Vinokourov's positive blood doping test at the Tour de France was the team's most noticeable doping scandal of the season, such that it was referred to as a "disgrace." After his B-sample also tested positive, the team fired him, on July 30. After Vinokourov's positive at the Tour, the team went into a self-imposed suspension and did not participate in any races for some six weeks. During this time, Andrey Kashechkin tested positive for blood doping at an unannounced control in Turkey on August 1. On August 20, after his B-sample also tested positive, Kashechkin was dismissed from the team. The team planned to return at the Vuelta a España, but was disinvited from that event because of their repeated problems with doping. The team also fired José Antonio Redondo, shortly after their hiatus ended, though this was not due to doping.

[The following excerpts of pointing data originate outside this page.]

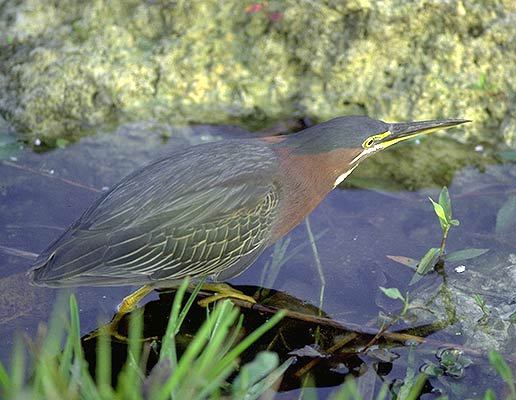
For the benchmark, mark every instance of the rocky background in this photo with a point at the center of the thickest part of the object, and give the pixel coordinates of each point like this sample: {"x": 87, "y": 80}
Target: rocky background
{"x": 69, "y": 65}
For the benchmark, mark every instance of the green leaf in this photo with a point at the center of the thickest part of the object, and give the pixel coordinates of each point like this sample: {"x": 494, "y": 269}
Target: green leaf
{"x": 392, "y": 293}
{"x": 489, "y": 395}
{"x": 501, "y": 367}
{"x": 508, "y": 155}
{"x": 512, "y": 317}
{"x": 258, "y": 389}
{"x": 263, "y": 364}
{"x": 431, "y": 369}
{"x": 479, "y": 300}
{"x": 425, "y": 265}
{"x": 439, "y": 210}
{"x": 409, "y": 262}
{"x": 464, "y": 254}
{"x": 506, "y": 217}
{"x": 445, "y": 202}
{"x": 62, "y": 143}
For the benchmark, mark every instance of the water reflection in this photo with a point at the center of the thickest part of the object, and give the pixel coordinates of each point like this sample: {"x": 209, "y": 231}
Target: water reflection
{"x": 324, "y": 349}
{"x": 355, "y": 229}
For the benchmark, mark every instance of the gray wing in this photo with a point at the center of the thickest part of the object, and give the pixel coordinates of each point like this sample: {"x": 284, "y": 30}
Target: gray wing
{"x": 201, "y": 211}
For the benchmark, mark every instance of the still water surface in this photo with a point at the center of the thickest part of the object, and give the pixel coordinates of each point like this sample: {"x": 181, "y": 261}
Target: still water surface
{"x": 356, "y": 228}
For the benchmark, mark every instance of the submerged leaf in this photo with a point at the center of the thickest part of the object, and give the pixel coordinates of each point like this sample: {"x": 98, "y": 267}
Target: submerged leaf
{"x": 508, "y": 155}
{"x": 263, "y": 364}
{"x": 464, "y": 254}
{"x": 501, "y": 366}
{"x": 392, "y": 293}
{"x": 506, "y": 217}
{"x": 445, "y": 202}
{"x": 409, "y": 262}
{"x": 425, "y": 265}
{"x": 439, "y": 210}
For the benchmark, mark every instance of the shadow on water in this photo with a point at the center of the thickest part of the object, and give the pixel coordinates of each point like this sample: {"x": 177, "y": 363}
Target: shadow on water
{"x": 353, "y": 230}
{"x": 305, "y": 334}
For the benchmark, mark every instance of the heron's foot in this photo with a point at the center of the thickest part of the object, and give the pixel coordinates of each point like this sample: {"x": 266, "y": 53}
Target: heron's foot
{"x": 223, "y": 291}
{"x": 128, "y": 304}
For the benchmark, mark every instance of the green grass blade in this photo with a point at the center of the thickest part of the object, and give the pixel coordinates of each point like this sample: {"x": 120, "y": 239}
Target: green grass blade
{"x": 417, "y": 387}
{"x": 103, "y": 367}
{"x": 168, "y": 345}
{"x": 250, "y": 339}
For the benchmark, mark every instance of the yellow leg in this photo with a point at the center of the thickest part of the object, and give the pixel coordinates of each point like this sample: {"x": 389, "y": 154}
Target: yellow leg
{"x": 128, "y": 304}
{"x": 223, "y": 291}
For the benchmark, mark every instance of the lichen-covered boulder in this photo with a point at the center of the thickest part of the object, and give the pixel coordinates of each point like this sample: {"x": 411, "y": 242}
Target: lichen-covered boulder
{"x": 69, "y": 65}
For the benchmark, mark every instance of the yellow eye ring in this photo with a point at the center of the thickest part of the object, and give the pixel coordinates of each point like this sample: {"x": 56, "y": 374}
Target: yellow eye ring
{"x": 368, "y": 143}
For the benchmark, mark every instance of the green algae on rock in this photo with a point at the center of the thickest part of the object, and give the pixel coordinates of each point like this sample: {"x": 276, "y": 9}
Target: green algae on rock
{"x": 66, "y": 67}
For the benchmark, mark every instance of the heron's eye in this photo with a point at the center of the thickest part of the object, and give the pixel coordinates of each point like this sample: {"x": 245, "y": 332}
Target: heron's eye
{"x": 368, "y": 143}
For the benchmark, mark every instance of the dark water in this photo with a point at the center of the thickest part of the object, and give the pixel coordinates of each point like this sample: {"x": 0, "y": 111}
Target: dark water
{"x": 42, "y": 193}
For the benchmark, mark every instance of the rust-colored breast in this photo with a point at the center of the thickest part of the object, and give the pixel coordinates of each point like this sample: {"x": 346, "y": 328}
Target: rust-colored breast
{"x": 305, "y": 180}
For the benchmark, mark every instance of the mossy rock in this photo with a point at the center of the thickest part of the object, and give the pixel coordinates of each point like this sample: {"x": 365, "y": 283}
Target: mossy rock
{"x": 73, "y": 65}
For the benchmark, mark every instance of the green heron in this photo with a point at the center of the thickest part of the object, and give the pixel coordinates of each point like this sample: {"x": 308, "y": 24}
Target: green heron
{"x": 211, "y": 209}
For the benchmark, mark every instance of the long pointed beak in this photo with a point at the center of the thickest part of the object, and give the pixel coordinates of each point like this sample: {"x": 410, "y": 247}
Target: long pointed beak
{"x": 406, "y": 130}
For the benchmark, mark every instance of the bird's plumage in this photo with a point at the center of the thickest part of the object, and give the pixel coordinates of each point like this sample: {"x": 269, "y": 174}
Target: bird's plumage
{"x": 199, "y": 211}
{"x": 210, "y": 210}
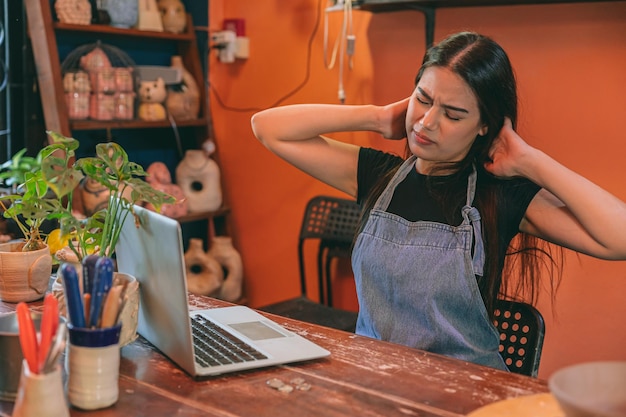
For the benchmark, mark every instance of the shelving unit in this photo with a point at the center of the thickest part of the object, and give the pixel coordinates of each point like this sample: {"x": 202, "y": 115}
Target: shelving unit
{"x": 45, "y": 33}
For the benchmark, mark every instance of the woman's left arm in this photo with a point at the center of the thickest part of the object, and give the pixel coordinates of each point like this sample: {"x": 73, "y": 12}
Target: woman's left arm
{"x": 570, "y": 210}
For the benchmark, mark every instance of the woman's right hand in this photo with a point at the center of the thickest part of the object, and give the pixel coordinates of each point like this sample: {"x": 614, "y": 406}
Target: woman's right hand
{"x": 393, "y": 120}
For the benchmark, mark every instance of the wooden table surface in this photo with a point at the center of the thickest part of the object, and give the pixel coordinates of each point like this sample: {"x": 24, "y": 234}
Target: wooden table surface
{"x": 361, "y": 377}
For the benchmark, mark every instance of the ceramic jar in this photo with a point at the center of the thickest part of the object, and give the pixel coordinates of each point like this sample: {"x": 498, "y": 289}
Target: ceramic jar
{"x": 183, "y": 102}
{"x": 223, "y": 251}
{"x": 123, "y": 13}
{"x": 24, "y": 276}
{"x": 173, "y": 15}
{"x": 199, "y": 177}
{"x": 204, "y": 273}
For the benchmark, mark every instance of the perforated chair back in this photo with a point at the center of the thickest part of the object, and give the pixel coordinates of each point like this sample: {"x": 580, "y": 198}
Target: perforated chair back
{"x": 333, "y": 221}
{"x": 522, "y": 330}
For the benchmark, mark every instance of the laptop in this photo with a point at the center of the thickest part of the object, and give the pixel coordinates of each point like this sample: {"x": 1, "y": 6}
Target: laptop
{"x": 153, "y": 253}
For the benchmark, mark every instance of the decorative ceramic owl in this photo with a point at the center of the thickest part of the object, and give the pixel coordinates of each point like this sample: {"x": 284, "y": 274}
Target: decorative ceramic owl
{"x": 73, "y": 11}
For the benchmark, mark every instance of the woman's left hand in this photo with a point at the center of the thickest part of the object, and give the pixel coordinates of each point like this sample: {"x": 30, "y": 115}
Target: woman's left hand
{"x": 507, "y": 153}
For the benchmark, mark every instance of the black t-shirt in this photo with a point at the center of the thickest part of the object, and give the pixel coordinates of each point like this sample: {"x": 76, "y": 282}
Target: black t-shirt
{"x": 418, "y": 198}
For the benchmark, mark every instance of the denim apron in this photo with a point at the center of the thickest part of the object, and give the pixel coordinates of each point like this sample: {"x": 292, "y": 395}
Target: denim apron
{"x": 416, "y": 281}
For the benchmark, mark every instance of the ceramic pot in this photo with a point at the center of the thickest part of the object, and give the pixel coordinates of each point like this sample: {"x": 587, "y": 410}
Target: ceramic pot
{"x": 204, "y": 273}
{"x": 40, "y": 395}
{"x": 183, "y": 102}
{"x": 173, "y": 15}
{"x": 199, "y": 177}
{"x": 24, "y": 276}
{"x": 123, "y": 13}
{"x": 129, "y": 316}
{"x": 223, "y": 251}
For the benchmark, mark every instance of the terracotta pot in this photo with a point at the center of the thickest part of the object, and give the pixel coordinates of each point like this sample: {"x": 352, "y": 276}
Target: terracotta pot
{"x": 223, "y": 251}
{"x": 204, "y": 273}
{"x": 198, "y": 176}
{"x": 24, "y": 276}
{"x": 173, "y": 15}
{"x": 183, "y": 103}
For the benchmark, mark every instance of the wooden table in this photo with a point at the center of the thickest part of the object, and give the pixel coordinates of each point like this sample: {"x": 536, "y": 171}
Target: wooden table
{"x": 362, "y": 377}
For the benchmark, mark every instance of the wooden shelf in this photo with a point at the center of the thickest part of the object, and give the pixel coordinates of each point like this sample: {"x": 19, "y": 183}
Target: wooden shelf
{"x": 133, "y": 124}
{"x": 188, "y": 36}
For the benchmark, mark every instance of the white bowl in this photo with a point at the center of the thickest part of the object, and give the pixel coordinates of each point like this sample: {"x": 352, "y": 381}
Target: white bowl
{"x": 593, "y": 389}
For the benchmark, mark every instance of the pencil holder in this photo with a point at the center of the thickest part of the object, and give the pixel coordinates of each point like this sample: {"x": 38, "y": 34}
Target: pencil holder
{"x": 92, "y": 364}
{"x": 40, "y": 395}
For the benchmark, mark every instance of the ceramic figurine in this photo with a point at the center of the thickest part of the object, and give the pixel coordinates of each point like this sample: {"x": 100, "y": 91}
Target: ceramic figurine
{"x": 223, "y": 251}
{"x": 199, "y": 177}
{"x": 160, "y": 179}
{"x": 77, "y": 12}
{"x": 173, "y": 15}
{"x": 204, "y": 273}
{"x": 183, "y": 102}
{"x": 123, "y": 13}
{"x": 149, "y": 16}
{"x": 151, "y": 95}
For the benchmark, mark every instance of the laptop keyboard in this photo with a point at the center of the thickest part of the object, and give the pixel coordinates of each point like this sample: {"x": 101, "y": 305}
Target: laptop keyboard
{"x": 214, "y": 346}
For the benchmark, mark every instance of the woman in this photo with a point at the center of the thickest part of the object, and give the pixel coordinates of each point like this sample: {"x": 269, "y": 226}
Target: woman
{"x": 437, "y": 226}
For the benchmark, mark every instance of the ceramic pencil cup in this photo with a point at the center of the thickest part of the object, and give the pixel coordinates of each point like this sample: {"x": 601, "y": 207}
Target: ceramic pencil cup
{"x": 40, "y": 395}
{"x": 93, "y": 364}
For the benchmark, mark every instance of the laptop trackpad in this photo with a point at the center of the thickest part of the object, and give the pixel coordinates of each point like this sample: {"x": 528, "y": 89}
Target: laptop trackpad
{"x": 256, "y": 330}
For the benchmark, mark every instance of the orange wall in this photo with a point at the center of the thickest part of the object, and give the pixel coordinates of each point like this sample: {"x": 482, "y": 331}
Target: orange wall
{"x": 569, "y": 61}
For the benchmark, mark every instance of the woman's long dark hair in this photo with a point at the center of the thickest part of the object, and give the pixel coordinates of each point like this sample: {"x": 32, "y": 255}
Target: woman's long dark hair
{"x": 486, "y": 69}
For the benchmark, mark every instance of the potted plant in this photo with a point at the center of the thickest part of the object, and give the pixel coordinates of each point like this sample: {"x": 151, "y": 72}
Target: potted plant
{"x": 47, "y": 193}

The repeated doping scandals prompted the UCI to summon Biver to explain his team's behavior, with a potential global suspension hanging over them.

==Offseason changes==
After the season, Biver was dismissed as the team's general manager. He was replaced by Johan Bruyneel of the Discovery Channel Pro Cycling Team, which, though coming off an extremely successful Tour de France, failed to find a sponsor for 2008 and folded. Bruyneel was the main target of the Kazakh Cycling Federation to lead the team starting in the 2008 season. At the same time as the Bruyneel hire, the KCF also announced that the team would follow the anti-doping system of Dr. Rasmus Damsgaard, the same system used by in 2007. This was after Biver had refused to conduct an internal doping probe before the Tour de France. Eight riders from the Discovery Channel team also joined Astana for 2008, including Tour de France champion Alberto Contador.